In a loop-less net, for markings \({{\varvec{{i}}}}\), \({{\varvec{{f}}}}\), if there exist a histogram H, and a transition t \(\in \) T such that \({{\varvec{{i}}}}+\varDelta (t)\cdot H={{\varvec{{f}}}}\), then there exist a \(\mathbb {Q}^+\)-run \(\rho \) such that \({{\varvec{{i}}}}\xrightarrow {\rho }_{\mathbb {Q}^+}{{\varvec{{f}}}}\).

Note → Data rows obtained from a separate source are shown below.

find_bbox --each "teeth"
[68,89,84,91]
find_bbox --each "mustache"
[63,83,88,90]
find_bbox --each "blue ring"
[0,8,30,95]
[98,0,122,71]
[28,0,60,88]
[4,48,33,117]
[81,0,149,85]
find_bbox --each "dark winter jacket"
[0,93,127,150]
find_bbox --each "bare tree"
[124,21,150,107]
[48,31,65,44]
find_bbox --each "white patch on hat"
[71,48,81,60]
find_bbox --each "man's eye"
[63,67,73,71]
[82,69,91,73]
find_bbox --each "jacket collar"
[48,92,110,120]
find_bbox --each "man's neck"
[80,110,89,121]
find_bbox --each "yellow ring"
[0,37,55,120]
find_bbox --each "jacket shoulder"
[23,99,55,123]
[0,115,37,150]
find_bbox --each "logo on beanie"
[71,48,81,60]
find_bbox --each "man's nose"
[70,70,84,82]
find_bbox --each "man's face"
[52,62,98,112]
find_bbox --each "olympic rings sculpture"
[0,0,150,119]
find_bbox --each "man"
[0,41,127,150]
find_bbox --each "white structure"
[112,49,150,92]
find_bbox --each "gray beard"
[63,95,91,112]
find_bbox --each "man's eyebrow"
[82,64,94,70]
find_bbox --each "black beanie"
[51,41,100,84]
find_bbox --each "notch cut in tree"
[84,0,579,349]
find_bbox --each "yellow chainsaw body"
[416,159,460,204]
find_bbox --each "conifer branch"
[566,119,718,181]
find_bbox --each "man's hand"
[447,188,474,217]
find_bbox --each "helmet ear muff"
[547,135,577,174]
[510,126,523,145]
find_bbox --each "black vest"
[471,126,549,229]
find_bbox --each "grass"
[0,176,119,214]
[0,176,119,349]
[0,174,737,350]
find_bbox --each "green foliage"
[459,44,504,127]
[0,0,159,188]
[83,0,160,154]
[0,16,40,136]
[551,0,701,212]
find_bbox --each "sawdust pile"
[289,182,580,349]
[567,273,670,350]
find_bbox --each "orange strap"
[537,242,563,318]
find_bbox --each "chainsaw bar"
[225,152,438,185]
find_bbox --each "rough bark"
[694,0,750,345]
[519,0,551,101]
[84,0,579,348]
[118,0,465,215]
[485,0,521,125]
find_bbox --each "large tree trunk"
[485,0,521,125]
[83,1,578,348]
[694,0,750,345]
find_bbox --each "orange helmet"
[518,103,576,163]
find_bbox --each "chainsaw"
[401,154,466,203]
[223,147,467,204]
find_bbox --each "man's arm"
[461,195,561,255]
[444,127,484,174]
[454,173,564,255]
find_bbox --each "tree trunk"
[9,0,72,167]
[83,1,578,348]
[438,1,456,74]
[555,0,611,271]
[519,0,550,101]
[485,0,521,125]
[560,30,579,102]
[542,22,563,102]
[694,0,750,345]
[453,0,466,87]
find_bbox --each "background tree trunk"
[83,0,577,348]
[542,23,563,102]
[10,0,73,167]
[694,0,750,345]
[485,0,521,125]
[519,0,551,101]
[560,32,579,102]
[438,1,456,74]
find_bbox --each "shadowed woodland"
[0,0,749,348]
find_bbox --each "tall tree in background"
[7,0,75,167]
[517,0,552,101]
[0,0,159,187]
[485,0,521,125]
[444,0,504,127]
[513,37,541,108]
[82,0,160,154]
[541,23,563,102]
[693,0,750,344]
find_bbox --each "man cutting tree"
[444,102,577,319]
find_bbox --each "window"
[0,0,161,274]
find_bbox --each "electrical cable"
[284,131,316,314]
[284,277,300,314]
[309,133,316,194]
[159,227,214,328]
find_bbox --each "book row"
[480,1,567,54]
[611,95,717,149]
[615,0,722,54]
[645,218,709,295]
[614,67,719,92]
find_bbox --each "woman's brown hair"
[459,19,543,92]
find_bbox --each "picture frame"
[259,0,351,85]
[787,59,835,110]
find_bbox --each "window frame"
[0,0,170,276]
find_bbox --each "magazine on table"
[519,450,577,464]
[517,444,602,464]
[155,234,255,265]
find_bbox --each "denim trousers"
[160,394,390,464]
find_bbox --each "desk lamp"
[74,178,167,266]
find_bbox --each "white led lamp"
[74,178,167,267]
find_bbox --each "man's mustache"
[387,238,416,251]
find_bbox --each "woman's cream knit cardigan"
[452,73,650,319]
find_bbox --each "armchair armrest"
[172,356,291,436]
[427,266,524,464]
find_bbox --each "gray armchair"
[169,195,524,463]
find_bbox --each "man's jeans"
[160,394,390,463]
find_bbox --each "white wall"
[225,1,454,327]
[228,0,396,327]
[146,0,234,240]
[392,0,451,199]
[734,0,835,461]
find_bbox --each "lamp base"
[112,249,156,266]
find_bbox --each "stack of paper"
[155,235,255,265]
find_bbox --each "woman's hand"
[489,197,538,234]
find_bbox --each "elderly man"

7.3 Encoding \(\mathbb {Q}^+\)-reachability as Linear Equations with Implications

Linear equations with implications, as we use them, are defined in [23], but were introduced in [12]. A system of linear equations with implications, also denoted a \(\implies \) system, is a finite set of linear inequalities over the same variables, plus a finite set of implications of the form \(x>0\implies y>0\), where xy are variables appearing in the linear inequalities.

Lemma 8

[12]. The \(\mathbb {Q}^+\) solvability problem for a \(\implies \) system is in \(PTime\).

We then reduce the \(\mathbb {Q}^+\)-reachability problem to checking the solvability of a system of linear equations with implications, using the characterization established in Lemma 6 in the following lemma.

Lemma 9

\(\mathbb {Q}^+\)-reachability in a UDPN \(\mathcal {N}=(P,T,F, Var )\) between markings \({{\varvec{{i}}}},{{\varvec{{f}}}}\) can be encoded as a set of linear equations with implications in P-time.

Finally, we obtain Theorem 3 as a consequence of Lemmas 8 and 9.

8 Conclusion

In this paper, we provided a polynomial time algorithm for continuous reachability in UDPN, matching the complexity for Petri nets without data. This is in contrast to problems such as discrete coverability, termination, where Petri nets with and without data differ enormously in complexity, and to (discrete) reachability, where decidability is still open. As future work, we aim to implement the continuous reachability algorithm developed here, to build the first tool for discrete coverability in UDPN on the lines of what has been done for Petri nets without data. The main obstacle will be performance evaluation due to lack of benchmarks for UDPNs. Another interesting avenue for future work would be to tackle continuous reachability for Petri nets with ordered data, which would allow us to analyze continuous variants of Timed Petri nets.